Either | Or
Many people go through life liking, loving and living, accumulating treasures along the way. Some of these are consciously chosen, but many are not. It is only when something is threatened that its real value becomes apparent to us.
Change is one of the fundamentals of therapy – and it often involves letting go of things, people and places. Even ones we treasure.
In my work with clients, what comes up again and again how malleable the definition of ‘treasure’ is. Jobs, lovers, possessions, places – everything/one has the power for good and ill in our lives depending on how we relate to them.
Steady employment is a good thing – unless it happens to be in service of a career you don’t really enjoy, but feel obliged to soldier on in because of financial reasons, parental approval, social admiration, fear of the unknown… the list goes on. When a job becomes a treasured part of our self-image, it is very hard to let go of, no matter how much stress and unhappiness it causes. On an even graver note, people in abusive relationships are often trapped by something they treasure within the dysfunction, and so find it difficult to walk away.

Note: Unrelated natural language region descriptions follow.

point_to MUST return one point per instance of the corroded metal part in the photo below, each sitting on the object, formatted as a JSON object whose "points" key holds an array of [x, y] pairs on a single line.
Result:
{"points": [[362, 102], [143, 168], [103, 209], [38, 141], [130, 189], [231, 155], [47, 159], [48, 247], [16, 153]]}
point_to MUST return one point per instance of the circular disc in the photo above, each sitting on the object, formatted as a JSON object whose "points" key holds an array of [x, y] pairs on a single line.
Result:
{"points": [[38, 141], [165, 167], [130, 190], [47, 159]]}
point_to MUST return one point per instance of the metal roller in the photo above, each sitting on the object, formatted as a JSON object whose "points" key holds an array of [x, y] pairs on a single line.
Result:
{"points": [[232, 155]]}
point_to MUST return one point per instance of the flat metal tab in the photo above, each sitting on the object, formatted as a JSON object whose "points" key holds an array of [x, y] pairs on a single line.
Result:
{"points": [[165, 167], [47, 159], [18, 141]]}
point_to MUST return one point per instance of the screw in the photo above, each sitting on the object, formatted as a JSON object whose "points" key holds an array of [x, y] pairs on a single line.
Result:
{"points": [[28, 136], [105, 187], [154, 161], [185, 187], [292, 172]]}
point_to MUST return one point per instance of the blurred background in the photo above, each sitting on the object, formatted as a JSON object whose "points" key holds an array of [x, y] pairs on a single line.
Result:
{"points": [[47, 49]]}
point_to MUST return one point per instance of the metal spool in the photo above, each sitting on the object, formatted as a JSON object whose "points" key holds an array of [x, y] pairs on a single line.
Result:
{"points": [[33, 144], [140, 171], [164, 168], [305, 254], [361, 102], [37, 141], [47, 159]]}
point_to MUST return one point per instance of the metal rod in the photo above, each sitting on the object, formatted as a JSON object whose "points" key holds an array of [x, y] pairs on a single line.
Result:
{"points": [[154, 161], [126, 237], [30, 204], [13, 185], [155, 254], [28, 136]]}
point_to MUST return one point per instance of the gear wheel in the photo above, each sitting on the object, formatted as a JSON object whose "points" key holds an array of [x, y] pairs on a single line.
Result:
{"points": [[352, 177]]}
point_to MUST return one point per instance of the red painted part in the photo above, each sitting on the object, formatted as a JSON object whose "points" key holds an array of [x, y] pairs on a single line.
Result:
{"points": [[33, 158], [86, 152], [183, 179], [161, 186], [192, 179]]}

Letting go can be terrifying, liberating and everything in between. In therapy, clients take the time to explore the landscape between what is, and what may be, as they try to reach a way of letting go that is congruent and practical for them. What often helps is the realization that life is not full of binary ‘either/or’ situations and scenarios – “Either I have my treasure or I become unfulfilled” – but it is our familiar ways of thinking and feeling that have painted us such an inaccurate picture; once we are familiar with something, even if it is uncomfortable, unsatisfying and unrewarding, it becomes almost like a blind spot to us. The people and things we treasure may not be serving us – they might even be hindering us – but because we are so used to things being the way they are, we forget that we have a choice. Even if we are conscious of our ability to choose, our attachment to the treasure in question makes it hard for us to see beyond the loss of what is familiar and embrace the uncomfortable unknown that comes with letting go.
But as Ms Strayed firmly assures, other treasures do come. With conscious awareness of who we are and what we need, there is hope that these replacements will align more closely with our sense of selves and allow us to live more abundantly, rather than limiting us, as treasures of yore. The work of identifying what these treasures are, and what treasures may be, and what choices we have in relation to them, is an adventure that I invite everyone to undertake.